CI link: https://jenkins.scylladb.com/view/master/job/scylla-master/job/longevity/job/longevity-large-partition-asymmetric-cluster-3h/40

Couple more hits:
4.6.dev-0.20210922.bae9c042c2 with build-id 9c8634cb7c1451d444f62e0547f55bc794a2f3f7
CI link: https://jenkins.scylladb.com/view/master/job/scylla-master/job/longevity/job/longevity-large-partition-asymmetric-cluster-3h/33/

4.6.dev-0.20210922.bae9c042c2 with build-id 9c8634cb7c1451d444f62e0547f55bc794a2f3f7
CI link: https://jenkins.scylladb.com/view/master/job/scylla-master/job/longevity/job/longevity-large-partition-asymmetric-cluster-3h/32

So, build from the September 22 2021 already had this problem and there are no older builds in Jenkins to be checked.

@soyacz
Copy link
Contributor

soyacz commented Dec 17, 2021

Happened again. Test details
Test: longevity_large_partition_test.LargePartitionLongevityTest.test_large_partition_longevity
Build number: 52
Backend: aws: eu-west-1
Kernel version: 5.11.0-1022-aws
Test-id: 8cc236e7-a1ba-4ff5-b386-feabff9ff8ea
Scylla version: 4.7.dev-0.20211215.3ac622bdd with build-id c19c7740f10f82f554c1b67da69f82fc48f9386f (ami-0d8ea5e3e5d4fbb40)
Instance type: i3.2xlarge
Number of scylladb nodes: 5

Logs:
db-cluster - https://cloudius-jenkins-test.s3.amazonaws.com/8cc236e7-a1ba-4ff5-b386-feabff9ff8ea/20211216_120543/db-cluster-8cc236e7.tar.gz
loader-set - https://cloudius-jenkins-test.s3.amazonaws.com/8cc236e7-a1ba-4ff5-b386-feabff9ff8ea/20211216_120543/loader-set-8cc236e7.tar.gz
monitor-set - https://cloudius-jenkins-test.s3.amazonaws.com/8cc236e7-a1ba-4ff5-b386-feabff9ff8ea/20211216_120543/monitor-set-8cc236e7.tar.gz
sct-runner - https://cloudius-jenkins-test.s3.amazonaws.com/8cc236e7-a1ba-4ff5-b386-feabff9ff8ea/20211216_120543/sct-runner-8cc236e7.tar.gz

@roydahan roydahan added master/high and removed triage/master Looking for assignee labels Dec 19, 2021
@denesb denesb self-assigned this Dec 20, 2021
@denesb
Copy link
Contributor

denesb commented Dec 21, 2021

The problem is that in the case of non-local reads each repair has to obtain 2 permits on the shard where the repair-meta lives:

  • One in either insert_repair_meta() or run();
  • One for the shard reader;

If the semaphore is contested, the repair metas can block their own shard readers from being admitted.

@slivne
Copy link
Contributor

slivne commented Dec 21, 2021

So what can we do ?

@denesb
Copy link
Contributor

denesb commented Dec 21, 2021

I'll cook a patch which ensures only a single blocking admission happens on each shard.

@asias
Copy link
Contributor

asias commented Dec 30, 2021

I'll cook a patch which ensures only a single blocking admission happens on each shard.

Thanks.

BTW, if you send a PR instead of email patches, with one click people can find the relevant patches. Now, I have to search emails to find them. I do not know the subjects of the patches, so I have to search all the emails from you.

@denesb
Copy link
Contributor

denesb commented Jan 4, 2022

BTW, if you send a PR instead of email patches, with one click people can find the relevant patches. Now, I have to search emails to find them. I do not know the subjects of the patches, so I have to search all the emails from you.

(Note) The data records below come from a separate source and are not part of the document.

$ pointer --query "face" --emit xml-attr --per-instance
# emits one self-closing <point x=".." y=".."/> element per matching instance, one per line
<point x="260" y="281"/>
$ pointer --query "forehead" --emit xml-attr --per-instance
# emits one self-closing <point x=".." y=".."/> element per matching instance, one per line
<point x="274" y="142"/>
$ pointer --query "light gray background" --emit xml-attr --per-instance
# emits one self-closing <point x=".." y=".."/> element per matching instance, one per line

I know, this is one of the good things PRs have going for them. They didn't work out for me for other reasons. I could have still posted the name of the patch, sorry for that.

@juliayakovlev
Copy link

Reproduced with 4.7.dev-0.20211230

Installation details
Kernel version: 5.11.0-1022-aws
Scylla version (or git commit hash): 4.7.dev-0.20211230.12fa68fe6 with build-id 938d162cf1be1483853bf5b5417f5daf11e5ac24
Cluster size: 5 nodes (i3.2xlarge)
OS (RHEL/CentOS/Ubuntu/AWS AMI): ami-0668e251eb4f0f394 (aws: eu-west-1)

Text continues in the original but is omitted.